Documentary Mode 3: Autobiographical

In my life I have discovered that one of the hardest questions to answer is one of the most common ones – where are you from? Usually when I have been confronted with this question, I have to make an instant decision – do they want the short answer or the long one? Most people asking the question are looking for the location where you grew up. The truth is, in my heart, no single oneplace feels like home. For me, it’s more like eight places. I decided this honest reflection would be the perfect subject for my autobiographical documentary – an authentic look at the places that have made me who I am today; the places I call home.

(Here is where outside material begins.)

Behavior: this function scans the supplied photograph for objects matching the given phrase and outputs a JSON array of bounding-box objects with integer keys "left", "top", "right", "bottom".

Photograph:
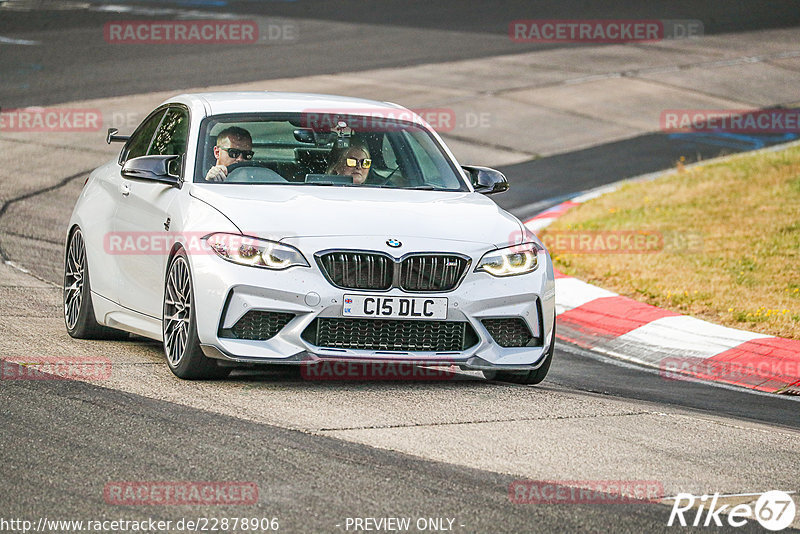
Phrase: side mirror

I was born in Seattle Washington, where I lived for only a few months. At just six months old, I boarded my first flight to Bountiful, Utah, living on the hill with my family for six years. My family then moved to La Dehesa in Santiago Chile, where I began kindergarten and studied up through fourth grade. At age eight, we moved to Las Condes Santiago Chile, where my parents served as Mission Presidents. At a very young age there, I grew up surrounded by hundreds of missionaries, which felt like having several hundred brothers and sisters. At age eleven, my family and I moved to St. George, Utah, living there for two years. Next, we moved in Salt Lake City, Utah for another two years. It was the summer before high school when we moved to Guatemala City, Guatemala, where I spent my four years of high school. After graduation, I moved to Provo, Utah to study at Brigham Young University, where I currently am today. Home to me really means three different countries and eight different homes.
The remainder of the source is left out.